Monday, September 25, 2006

Taraweh

Akhirnya kutemukan kembali...

Dua hari pertama puasa saya tidak sempat sembahyang “khas” bulan ramadan: taraweh. Dua hari itu, selain badan yang kecapean setelah munggahan ke kampung halaman, juga karena ada beberapa hal yang harus ditunaikan bertepatan dengan waktu tarawehan.

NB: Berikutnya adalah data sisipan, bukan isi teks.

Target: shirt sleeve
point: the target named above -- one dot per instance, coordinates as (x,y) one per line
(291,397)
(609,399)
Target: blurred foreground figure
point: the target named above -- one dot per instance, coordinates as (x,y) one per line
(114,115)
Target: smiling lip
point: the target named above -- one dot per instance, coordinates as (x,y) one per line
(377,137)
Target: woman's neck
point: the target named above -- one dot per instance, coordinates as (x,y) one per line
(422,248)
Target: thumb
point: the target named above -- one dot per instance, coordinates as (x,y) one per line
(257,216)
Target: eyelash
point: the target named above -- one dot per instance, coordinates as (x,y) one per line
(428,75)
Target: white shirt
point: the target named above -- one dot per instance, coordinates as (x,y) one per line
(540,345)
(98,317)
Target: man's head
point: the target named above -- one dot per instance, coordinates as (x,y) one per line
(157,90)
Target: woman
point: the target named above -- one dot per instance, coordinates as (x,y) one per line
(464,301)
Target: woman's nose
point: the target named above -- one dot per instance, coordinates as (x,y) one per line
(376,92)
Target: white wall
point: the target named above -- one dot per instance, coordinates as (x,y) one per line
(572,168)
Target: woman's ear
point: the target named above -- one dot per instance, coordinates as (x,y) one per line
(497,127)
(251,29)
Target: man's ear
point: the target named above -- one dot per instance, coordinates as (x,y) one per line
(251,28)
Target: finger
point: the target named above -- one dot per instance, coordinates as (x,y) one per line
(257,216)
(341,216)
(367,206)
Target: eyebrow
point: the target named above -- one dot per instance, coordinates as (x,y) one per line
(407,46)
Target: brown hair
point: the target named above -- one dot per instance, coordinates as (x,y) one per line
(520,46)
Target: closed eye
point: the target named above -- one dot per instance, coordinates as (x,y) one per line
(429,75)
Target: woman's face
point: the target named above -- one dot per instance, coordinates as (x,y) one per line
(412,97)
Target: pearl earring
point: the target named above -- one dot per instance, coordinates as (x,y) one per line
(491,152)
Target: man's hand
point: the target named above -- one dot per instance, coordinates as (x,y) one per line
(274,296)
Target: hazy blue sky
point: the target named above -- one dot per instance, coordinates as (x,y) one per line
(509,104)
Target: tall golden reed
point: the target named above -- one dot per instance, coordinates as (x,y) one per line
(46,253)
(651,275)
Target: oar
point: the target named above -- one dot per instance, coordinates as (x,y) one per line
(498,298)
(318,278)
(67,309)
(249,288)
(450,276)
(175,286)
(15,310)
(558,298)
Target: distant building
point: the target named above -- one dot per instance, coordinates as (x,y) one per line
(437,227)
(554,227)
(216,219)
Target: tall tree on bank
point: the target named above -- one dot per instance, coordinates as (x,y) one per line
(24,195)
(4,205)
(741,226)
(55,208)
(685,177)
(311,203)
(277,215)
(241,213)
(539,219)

Alhasil, bolonglah dua hari pertama itu.

Tapi pas dapet tarawehan pertama kali di bulan ini, saya seperti balik ke kampung halaman jaman saya masih SD dulu. “Gaya” tarawehan yang saya ikuti di kota “semegah” Tebet ini ternyata masih menyimpan kearifan kampung halaman. Maklum, selama di Bandung dulu, kalo pun taraweh, -- biasanya sih jarang :p -- gayanya (maaf) “sunyi senyap”.

Karenanya ikut sembahyang tarawih tadi, selain seperti diajak “napak tilas”, ada keharuan tersendiri menjalaninya. Kembali saya mendapati suara (sebut saja) bilal mengumandangkan puji-pujian tiap dua rakaat selesai. Setelah itu suara jamaah bergemuruh menjawabnya. Meski lafal-lafalnya berbeda dengan lafal di kampung, tapi intinya tetap sama: memuji asma-Nya. Ada yang berbeda merasuk sukma saat suara-suara itu bergemuruh. Kesyahduan seperti menyelimuti seluruh alam keagamaan saya. Oleh karenanya, saya kok tidak sependapat dengan saudara-saudara saya dari kalangan yang biasa disebut “kalangan modernis” yang menyebut hal seindah ini sebagai bid’ah – hanya karena tidak dicontohkan langsung oleh Nabi. Saya selalu merasa dan yakin hal semacam ini menjadi bagian dari kearifan para ‘alim terdahulu dalam syiar agama, yang selalu tetap berpegang pada sumber rujukan primer agama, tanpa kaku memposisikan di mana dia berada.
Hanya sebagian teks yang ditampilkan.